As she walked among the tables, it occurred to Sam that her legs felt rather odd. Not weak—she’d never say weak—but…as though they weren’t all that well strung together, put it that way.

Oh, Lord, it’s still there. All these years later, and it’s as bad as ever. Like one of those tropical diseases, she thought, that pop out every now and then even when you think you’re over it. Like malaria.

She tried hard to keep her eyes on the bald guy, the photographer—Tony, that’s it. She kept her eyes and her smile focused on him and tried not to look at Cory, but how could she help but see him sitting there? Sort of leaning back in his chair, relaxed as always, wearing a loose-fitting long-sleeved shirt in some kind of coarse, rugged material softened and faded by long wear and many washings.

He’d be watching her, she knew, with his lips slightly curved, eyes dark and intent behind the rimless glasses he always wore. It was the attitude that made him such a successful reporter, that way he had of making a person feel they were the most fascinating and important person in the world, that nothing mattered more than what they had to tell him.

It would only occur to them a long time afterward that they’d spilled their guts to him, told him their deepest, darkest secrets…and that they knew absolutely nothing about him.

“Hey,” she said by way of a greeting, in the manner of the deep South in which she’d been born and mostly raised. She slid into the chair Tony had gallantly shoved out for her with his foot.

After risking a glance at Cory, who raised his beer glass a fraction of an inch, tilted it toward her and gave her his enigmatic little half smile, she turned the brightest one she could come up with on Tony.

And found he was already signaling a waiter. “Hey—can we get another one of these over here?”

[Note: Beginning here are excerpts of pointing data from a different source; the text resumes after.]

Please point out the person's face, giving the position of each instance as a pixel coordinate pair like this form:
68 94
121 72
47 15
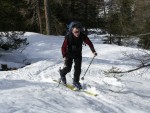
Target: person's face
76 32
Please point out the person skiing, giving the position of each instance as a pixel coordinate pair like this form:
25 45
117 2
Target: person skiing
72 51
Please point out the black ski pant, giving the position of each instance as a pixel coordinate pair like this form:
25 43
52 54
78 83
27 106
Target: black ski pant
77 67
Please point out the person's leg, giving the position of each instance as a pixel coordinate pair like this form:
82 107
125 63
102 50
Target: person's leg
77 69
66 69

She started to shake her head, but before she could get a word out herself, she heard, “Sam doesn’t like beer,” in the quiet, deep voice that always made something thrum beneath her breastbone, like bass synthesizers thumping in the distance. “She’s got a sweet tooth. Rum and Coke’s her drink. Right, Sam?” She swiveled her head toward him, braced for that first contact with his penetrating blue gaze. “At least, it used to be.”

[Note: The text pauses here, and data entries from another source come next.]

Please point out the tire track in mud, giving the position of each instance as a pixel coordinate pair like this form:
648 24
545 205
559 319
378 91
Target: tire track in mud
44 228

“Still is,” she said lightly, and although it nearly killed her to do it while her teeth were clenched, nodded and smiled at the hovering waiter. We have too much to deal with tonight, she told herself. Silly to start with a fight over something so trivial.

“Hey, Captain, you’re looking mighty fine tonight.” Tony was smiling at her in a way that, though blatantly flirting, still managed to be unexpectedly charming.

The man definitely has charisma, Sam thought with regret. What a pity it was wasted on her. What a relief it would be to enjoy something so simple, so painless, as pure, uncomplicated sexual attraction.

“Thanks,” she said, smiling at him as she shook herself back in her chair. “I do like to change out of my khakis now and then. Shower…you know—get rid of the hat-hair.”

“You used to wear it longer.”

The casual words stung her nerves like wasps. She looked at Cory and—no great surprise—found him staring at her, although something in his eyes…

“Don’t like to drink and run…” Tony abruptly shoved back his chair, making her jump. For those few seconds she’d forgotten his existence.